Quand il s’agit de l’intérêt général, il faut oser faire le bilan de la Fédération de l’artisanat pendant la dernière décennie. La chambre syndicale du tapis et du tissage ras ne compte pas plus d’une douzaine d’adhérents, qui expliquerait la régression de la production de tapis, en Tunisie, de 430.000 m² à 80.000 m².

Est-on en droit de se demander si l’on peut s’attendre, de la part de cette structure, à ce qu’elle conduise l’artisanat de la façon la plus efficace?

Qu’en est-il de l’Office national de l’artisanat, l’organisme étatique de tutelle?

Comme d’autres offices nationaux, l’Office national de l’artisanat a été démantelé au cours des années 80, alors que, justement, l’artisanat avait atteint sa vitesse de croisière, du moins en ce qui concerne le tapis, puisqu’en 1981 la production nationale était de 600.000 m². Depuis, la chute s’est amorcée.
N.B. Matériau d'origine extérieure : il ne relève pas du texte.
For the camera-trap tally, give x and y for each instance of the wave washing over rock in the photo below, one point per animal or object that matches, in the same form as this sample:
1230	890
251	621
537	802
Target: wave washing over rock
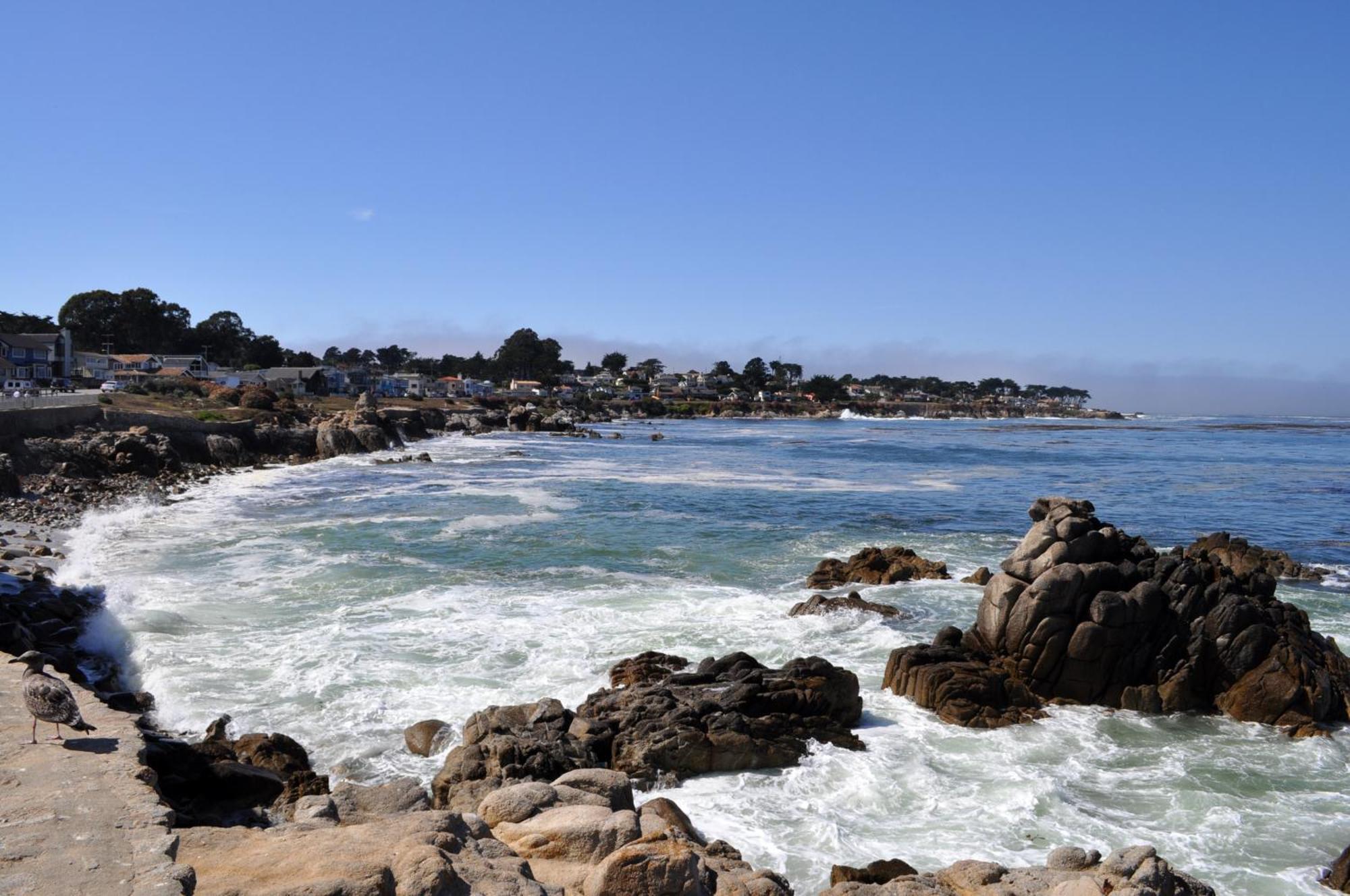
1086	613
341	609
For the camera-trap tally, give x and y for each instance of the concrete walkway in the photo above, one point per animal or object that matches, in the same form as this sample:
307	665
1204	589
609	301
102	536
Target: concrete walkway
79	817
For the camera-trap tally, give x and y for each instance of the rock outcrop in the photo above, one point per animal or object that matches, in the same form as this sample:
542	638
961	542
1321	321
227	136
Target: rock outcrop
426	737
511	744
730	715
662	723
581	833
820	605
1067	872
414	855
1339	878
219	782
1085	613
981	577
884	871
1245	558
875	566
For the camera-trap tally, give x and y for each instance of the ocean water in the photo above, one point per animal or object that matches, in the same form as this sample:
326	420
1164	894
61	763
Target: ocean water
342	601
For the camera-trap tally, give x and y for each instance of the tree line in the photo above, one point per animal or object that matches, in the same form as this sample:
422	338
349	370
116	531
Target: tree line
140	322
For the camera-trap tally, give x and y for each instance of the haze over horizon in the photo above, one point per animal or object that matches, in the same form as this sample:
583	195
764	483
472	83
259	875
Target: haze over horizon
1145	202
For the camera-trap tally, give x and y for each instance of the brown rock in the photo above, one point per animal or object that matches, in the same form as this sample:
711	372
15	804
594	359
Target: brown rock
1244	558
875	566
1085	613
1339	878
880	872
426	737
981	577
646	667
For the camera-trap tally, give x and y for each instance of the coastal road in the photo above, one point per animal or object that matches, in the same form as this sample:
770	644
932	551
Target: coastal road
78	817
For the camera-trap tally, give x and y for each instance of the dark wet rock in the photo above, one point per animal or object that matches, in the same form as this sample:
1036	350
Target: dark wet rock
820	605
732	713
646	667
880	872
10	485
981	577
221	782
1339	876
1137	871
875	566
1085	613
426	737
1245	559
510	744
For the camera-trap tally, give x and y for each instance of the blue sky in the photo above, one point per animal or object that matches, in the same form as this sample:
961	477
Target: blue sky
1144	199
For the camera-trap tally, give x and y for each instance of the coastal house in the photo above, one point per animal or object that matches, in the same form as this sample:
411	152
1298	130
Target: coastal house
477	388
529	388
29	358
195	364
391	387
338	384
296	381
136	364
358	380
60	353
95	366
237	379
418	384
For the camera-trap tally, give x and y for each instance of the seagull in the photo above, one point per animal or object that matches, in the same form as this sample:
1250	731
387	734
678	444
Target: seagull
48	697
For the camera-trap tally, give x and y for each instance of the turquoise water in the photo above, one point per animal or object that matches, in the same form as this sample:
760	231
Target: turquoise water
344	601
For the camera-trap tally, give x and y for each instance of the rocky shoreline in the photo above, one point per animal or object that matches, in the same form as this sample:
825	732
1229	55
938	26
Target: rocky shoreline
539	800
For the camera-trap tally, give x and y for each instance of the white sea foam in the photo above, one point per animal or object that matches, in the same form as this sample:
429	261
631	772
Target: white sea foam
327	603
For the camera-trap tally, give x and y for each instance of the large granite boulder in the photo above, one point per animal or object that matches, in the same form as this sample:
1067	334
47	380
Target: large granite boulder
1067	872
1085	613
508	744
875	566
414	855
731	715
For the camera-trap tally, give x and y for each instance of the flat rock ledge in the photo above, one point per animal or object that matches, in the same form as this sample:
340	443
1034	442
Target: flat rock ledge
1069	871
82	816
1085	613
875	566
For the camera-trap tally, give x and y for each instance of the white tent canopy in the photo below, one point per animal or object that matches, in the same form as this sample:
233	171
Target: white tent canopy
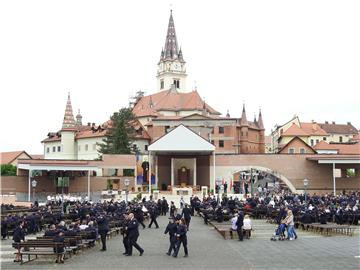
181	139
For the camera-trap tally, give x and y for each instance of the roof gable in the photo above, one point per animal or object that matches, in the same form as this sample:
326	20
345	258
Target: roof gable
181	139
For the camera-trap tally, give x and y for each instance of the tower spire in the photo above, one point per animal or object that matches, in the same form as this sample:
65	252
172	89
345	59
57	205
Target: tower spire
69	121
171	50
243	117
260	121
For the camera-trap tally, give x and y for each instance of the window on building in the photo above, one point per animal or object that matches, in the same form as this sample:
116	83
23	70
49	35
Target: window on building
221	143
177	83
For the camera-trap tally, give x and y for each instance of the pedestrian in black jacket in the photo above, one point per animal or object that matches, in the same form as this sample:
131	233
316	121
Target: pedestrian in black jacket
133	234
239	225
103	228
18	236
153	216
171	229
186	214
181	238
59	249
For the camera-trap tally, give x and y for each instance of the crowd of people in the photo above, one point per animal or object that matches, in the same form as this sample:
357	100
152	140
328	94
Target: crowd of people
95	219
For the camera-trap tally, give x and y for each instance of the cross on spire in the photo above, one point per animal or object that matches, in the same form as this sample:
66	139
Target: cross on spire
171	50
69	121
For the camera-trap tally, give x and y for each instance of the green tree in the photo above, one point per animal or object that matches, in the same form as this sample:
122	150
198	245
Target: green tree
119	136
8	170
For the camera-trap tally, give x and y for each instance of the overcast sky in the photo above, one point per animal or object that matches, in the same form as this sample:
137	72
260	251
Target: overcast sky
287	57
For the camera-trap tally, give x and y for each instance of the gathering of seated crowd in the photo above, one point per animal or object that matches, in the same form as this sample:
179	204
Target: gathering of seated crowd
87	222
341	209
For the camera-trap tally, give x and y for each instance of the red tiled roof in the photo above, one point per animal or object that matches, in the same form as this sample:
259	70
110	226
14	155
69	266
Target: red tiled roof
341	148
171	101
88	132
8	157
305	129
313	129
339	128
37	156
294	130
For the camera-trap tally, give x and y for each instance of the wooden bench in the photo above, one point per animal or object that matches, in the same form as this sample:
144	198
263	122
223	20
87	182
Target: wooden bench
36	248
327	229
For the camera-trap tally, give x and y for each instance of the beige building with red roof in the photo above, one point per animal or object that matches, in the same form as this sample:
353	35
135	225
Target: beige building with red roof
311	133
13	157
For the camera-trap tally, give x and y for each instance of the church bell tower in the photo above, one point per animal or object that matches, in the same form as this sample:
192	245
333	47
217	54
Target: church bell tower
171	67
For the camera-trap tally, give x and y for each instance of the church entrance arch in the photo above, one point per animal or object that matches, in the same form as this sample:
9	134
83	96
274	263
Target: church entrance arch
263	172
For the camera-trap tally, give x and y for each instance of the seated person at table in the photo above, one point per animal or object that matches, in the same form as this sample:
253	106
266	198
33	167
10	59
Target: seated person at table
59	249
52	231
247	227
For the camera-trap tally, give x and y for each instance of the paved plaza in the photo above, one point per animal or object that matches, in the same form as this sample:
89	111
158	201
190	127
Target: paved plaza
208	250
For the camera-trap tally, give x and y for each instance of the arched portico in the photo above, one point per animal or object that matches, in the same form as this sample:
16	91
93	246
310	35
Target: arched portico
283	178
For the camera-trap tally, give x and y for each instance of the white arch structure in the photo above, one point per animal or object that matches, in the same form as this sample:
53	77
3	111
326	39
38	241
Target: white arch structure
267	170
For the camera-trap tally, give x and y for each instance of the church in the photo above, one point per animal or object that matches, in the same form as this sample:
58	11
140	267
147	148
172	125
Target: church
171	105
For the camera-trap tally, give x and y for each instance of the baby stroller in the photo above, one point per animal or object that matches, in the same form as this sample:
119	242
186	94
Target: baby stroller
279	232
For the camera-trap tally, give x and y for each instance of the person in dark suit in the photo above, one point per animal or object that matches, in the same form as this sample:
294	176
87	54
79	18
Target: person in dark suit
103	228
181	238
164	207
186	214
4	227
172	209
125	234
18	236
239	225
133	234
153	215
52	231
59	248
139	215
171	229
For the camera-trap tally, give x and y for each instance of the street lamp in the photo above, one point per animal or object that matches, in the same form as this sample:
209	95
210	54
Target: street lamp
33	184
306	183
126	183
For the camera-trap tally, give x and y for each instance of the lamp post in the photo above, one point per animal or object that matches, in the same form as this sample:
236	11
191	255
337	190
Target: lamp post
33	184
306	183
126	183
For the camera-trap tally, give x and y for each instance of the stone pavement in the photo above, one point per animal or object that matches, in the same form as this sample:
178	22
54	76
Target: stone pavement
208	250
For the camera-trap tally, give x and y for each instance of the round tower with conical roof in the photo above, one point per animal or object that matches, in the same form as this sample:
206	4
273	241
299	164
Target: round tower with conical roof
68	132
171	67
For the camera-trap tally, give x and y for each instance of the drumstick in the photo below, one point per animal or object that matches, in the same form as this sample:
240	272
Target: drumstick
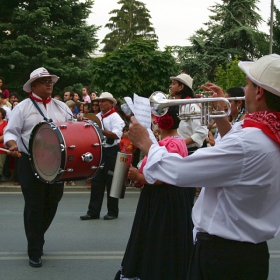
8	151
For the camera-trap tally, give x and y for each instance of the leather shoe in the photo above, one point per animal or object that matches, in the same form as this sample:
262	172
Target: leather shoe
35	262
107	217
88	217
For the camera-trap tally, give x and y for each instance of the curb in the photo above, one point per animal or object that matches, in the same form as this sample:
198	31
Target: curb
9	187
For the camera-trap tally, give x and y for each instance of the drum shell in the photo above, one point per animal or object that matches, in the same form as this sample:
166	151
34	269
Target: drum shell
122	165
57	150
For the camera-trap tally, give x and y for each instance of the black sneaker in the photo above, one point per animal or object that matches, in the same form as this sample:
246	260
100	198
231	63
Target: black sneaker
35	262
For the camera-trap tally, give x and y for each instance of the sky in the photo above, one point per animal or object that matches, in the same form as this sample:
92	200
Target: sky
174	21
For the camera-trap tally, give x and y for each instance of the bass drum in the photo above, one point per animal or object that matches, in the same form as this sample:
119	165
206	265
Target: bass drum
66	151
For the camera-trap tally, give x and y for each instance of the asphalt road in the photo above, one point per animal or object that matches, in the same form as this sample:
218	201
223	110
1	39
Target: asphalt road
75	249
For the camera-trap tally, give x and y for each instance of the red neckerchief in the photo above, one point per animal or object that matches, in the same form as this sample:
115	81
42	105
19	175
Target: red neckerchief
267	121
45	101
108	113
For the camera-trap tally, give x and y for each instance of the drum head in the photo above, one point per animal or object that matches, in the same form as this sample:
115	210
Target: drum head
46	151
93	117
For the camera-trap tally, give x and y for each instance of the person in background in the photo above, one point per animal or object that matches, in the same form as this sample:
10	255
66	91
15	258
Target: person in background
125	144
14	97
41	199
72	105
126	118
191	130
57	97
93	95
87	108
112	125
237	112
6	108
3	155
161	239
77	97
13	162
85	92
238	209
4	90
69	95
95	107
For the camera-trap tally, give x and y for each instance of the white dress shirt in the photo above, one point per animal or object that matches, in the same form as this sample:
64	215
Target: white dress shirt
25	116
8	112
240	198
192	128
113	123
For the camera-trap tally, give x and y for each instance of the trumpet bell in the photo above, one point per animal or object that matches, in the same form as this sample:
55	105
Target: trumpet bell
156	100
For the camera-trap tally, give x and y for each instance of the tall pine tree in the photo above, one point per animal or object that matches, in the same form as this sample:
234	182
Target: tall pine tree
232	31
49	33
130	23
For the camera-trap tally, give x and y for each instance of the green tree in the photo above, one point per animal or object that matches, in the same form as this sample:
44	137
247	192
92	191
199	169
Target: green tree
130	23
230	76
49	33
232	30
137	68
276	31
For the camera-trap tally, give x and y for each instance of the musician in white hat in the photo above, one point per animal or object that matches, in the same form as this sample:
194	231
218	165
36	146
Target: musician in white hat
41	199
112	125
238	208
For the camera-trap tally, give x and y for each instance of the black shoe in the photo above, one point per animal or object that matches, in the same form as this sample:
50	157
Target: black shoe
88	217
35	262
107	217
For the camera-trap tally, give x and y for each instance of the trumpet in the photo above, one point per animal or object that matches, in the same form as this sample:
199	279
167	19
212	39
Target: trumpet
159	106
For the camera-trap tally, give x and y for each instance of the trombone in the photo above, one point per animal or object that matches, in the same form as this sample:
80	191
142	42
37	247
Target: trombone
159	106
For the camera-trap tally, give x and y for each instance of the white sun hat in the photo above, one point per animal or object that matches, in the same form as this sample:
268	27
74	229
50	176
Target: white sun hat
107	95
265	72
36	74
185	79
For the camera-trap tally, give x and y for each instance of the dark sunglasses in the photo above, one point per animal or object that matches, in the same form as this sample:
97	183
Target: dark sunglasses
46	82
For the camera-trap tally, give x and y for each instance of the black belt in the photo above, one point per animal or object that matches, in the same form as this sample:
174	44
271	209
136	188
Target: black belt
204	236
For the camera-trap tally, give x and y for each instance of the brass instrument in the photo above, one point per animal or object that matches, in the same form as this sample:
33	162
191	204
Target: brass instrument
160	103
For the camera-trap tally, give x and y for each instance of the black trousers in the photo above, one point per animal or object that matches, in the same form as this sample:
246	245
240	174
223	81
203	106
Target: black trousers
216	258
41	201
98	183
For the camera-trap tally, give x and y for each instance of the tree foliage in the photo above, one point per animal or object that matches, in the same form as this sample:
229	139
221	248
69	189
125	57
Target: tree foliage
232	30
49	33
137	68
230	76
129	23
276	31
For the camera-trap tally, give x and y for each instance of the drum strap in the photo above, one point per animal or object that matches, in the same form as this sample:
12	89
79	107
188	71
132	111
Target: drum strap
40	111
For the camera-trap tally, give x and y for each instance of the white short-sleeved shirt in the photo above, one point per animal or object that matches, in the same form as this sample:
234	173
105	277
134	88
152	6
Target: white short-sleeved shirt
25	116
240	182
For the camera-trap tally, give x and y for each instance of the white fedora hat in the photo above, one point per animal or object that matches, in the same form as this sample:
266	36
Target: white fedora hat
36	74
265	72
107	95
185	79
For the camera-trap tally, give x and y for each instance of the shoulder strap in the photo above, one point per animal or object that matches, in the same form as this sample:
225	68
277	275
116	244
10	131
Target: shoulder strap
40	111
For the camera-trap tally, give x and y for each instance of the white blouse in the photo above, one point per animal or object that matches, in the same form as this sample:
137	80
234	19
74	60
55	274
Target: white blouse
240	179
25	116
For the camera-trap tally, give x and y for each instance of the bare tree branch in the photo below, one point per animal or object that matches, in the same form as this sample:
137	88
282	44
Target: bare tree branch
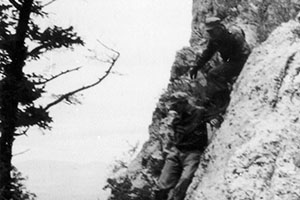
22	133
50	2
15	4
22	152
69	94
56	76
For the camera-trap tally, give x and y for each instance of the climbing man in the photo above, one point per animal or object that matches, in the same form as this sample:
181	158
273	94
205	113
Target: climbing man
189	141
234	51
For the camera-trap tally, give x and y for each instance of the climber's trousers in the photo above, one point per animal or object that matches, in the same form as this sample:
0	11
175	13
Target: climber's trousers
178	172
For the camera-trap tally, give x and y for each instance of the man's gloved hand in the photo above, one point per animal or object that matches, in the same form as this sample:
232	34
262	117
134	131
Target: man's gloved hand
193	72
179	129
215	123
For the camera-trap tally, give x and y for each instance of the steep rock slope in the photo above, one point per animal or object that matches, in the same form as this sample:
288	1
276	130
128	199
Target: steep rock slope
252	155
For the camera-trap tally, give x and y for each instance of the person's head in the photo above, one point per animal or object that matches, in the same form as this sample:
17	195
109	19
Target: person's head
214	28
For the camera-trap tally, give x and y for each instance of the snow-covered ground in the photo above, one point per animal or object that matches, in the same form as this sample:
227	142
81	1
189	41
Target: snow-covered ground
53	180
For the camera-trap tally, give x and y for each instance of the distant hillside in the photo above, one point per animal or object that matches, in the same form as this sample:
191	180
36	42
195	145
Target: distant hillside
53	180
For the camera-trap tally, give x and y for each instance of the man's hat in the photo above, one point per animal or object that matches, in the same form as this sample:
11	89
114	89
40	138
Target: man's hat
178	97
212	22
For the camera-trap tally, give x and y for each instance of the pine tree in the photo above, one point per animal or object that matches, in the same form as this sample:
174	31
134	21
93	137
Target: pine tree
18	90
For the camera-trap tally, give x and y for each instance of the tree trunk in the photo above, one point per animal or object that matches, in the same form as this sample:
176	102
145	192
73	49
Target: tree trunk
10	100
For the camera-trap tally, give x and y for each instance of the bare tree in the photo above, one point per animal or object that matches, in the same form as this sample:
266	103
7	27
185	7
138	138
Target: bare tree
18	90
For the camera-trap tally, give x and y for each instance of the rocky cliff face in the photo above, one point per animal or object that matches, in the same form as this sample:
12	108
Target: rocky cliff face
254	153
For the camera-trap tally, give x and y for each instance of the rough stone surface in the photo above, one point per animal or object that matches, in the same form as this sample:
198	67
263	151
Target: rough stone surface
253	154
256	152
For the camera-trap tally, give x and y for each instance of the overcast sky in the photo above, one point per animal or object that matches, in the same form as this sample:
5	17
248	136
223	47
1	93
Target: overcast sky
147	33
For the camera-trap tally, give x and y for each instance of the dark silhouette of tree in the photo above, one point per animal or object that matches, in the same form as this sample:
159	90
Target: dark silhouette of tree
23	40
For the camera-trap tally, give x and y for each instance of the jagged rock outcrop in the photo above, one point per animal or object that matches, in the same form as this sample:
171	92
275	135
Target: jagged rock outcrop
253	155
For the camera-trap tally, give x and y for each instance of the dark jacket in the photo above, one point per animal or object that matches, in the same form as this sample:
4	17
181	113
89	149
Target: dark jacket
232	47
190	132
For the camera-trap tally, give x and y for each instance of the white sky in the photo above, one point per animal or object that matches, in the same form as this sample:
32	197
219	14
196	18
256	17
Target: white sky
147	33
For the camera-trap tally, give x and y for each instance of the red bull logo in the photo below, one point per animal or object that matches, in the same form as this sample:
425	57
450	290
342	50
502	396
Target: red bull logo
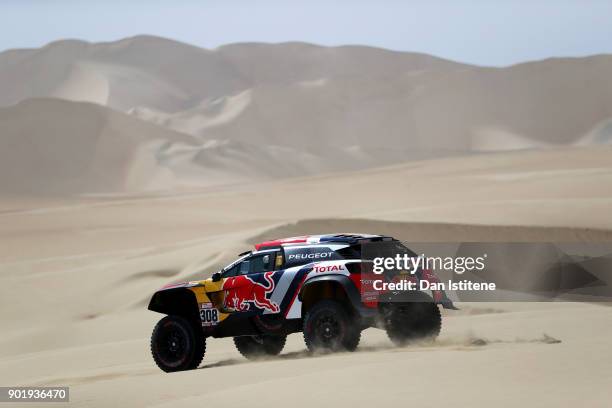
241	292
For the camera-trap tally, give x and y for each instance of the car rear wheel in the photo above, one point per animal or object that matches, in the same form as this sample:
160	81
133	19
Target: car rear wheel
177	344
412	321
329	327
257	347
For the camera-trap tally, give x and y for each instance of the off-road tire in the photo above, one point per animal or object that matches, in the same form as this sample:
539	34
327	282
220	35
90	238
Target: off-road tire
412	321
328	326
257	347
177	344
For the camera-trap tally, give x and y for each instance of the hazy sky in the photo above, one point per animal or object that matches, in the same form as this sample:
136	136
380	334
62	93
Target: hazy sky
485	32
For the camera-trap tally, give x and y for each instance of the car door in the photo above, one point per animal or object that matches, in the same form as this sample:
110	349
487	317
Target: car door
264	278
237	288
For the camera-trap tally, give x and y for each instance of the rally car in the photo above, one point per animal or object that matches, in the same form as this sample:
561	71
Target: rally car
314	284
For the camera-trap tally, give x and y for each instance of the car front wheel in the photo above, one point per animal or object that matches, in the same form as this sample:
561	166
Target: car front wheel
177	344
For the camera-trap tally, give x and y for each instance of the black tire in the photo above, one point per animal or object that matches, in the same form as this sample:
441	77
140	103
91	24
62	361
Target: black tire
177	344
257	347
329	327
412	321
Toutefois, en 20 ans, c’est-à-dire jusqu’en 2001 et la création de la chambre nationale des tapis et du tissage ras, cette chute «a été de 170.000 m²», mais, paradoxalement, depuis que le tapis s’est doté d’une organisation propre, la chute a été de 350,000 m², en 14 ans. Entre-temps, l’Office n’a fait qu’observer le cours des choses. Certes, on y trouve, aujourd’hui, plusieurs services et directions, une base de données informatisée, un site Internet qui, lui aussi, est mis à jour la veille des salons. Aux visiteurs, on y annonce 137.000 artisans inscrits, mais, dans l’annuaire du site, on n’en trouve que 3.307, localisés tous dans le gouvernorat de Tunis. Une autre particularité dont on se rend compte quand on va sur ce site c’est que pour l’Office de l’artisanat, le marché mondial dont il se doit de conquérir une part se limite à cinq pays, à savoir : l’Allemagne,l’Italie, la France,l’Algérie, et «Duby».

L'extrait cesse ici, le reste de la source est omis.